A two-stage hybrid procedure for estimating an inverse regression function

TL;DR

This paper introduces a two-stage hybrid method combining isotonic regression and local linear approximation to efficiently estimate inverse regression functions, achieving parametric convergence rates and improving estimation of derivatives.

Contribution

The paper proposes a novel two-stage hybrid procedure and a bootstrapped variant that enhance inverse regression estimation accuracy and convergence speed.

Findings

The second-stage estimator attains the parametric $n^{1/2}$ convergence rate.

The bootstrapped variant (BTSP) is consistent and overcomes slow convergence issues.

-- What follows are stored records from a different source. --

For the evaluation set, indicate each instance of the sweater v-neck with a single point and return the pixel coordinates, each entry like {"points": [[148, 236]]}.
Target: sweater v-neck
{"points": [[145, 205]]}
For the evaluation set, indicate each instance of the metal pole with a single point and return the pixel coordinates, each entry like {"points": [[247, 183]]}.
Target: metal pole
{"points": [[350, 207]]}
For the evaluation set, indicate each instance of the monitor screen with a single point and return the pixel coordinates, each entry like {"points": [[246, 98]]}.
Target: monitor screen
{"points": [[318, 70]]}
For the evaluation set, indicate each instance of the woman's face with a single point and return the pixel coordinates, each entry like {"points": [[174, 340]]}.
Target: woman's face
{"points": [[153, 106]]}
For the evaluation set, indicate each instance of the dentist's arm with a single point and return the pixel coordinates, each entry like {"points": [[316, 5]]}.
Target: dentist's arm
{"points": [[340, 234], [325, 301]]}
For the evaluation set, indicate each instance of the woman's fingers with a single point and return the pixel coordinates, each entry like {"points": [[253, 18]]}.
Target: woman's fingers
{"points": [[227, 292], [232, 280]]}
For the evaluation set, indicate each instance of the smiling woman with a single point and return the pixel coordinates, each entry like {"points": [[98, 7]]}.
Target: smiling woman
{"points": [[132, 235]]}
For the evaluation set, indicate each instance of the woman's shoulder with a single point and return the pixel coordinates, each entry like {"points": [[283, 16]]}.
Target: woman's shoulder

Simulation studies demonstrate the effectiveness of the proposed methods.

Abstract

We consider a two-stage procedure (TSP) for estimating an inverse regression function at a given point, where isotonic regression is used at stage one to obtain an initial estimate and a local linear approximation in the vicinity of this estimate is used at stage two. We establish that the convergence rate of the second-stage estimate can attain the parametric $n^{1/2}$ rate. Furthermore, a bootstrapped variant of TSP (BTSP) is introduced and its consistency properties studied. This variant manages to overcome the slow speed of the convergence in distribution and the estimation of the derivative of the regression function at the unknown target quantity. Finally, the finite sample performance of BTSP is studied through simulations and the method is illustrated on a data set.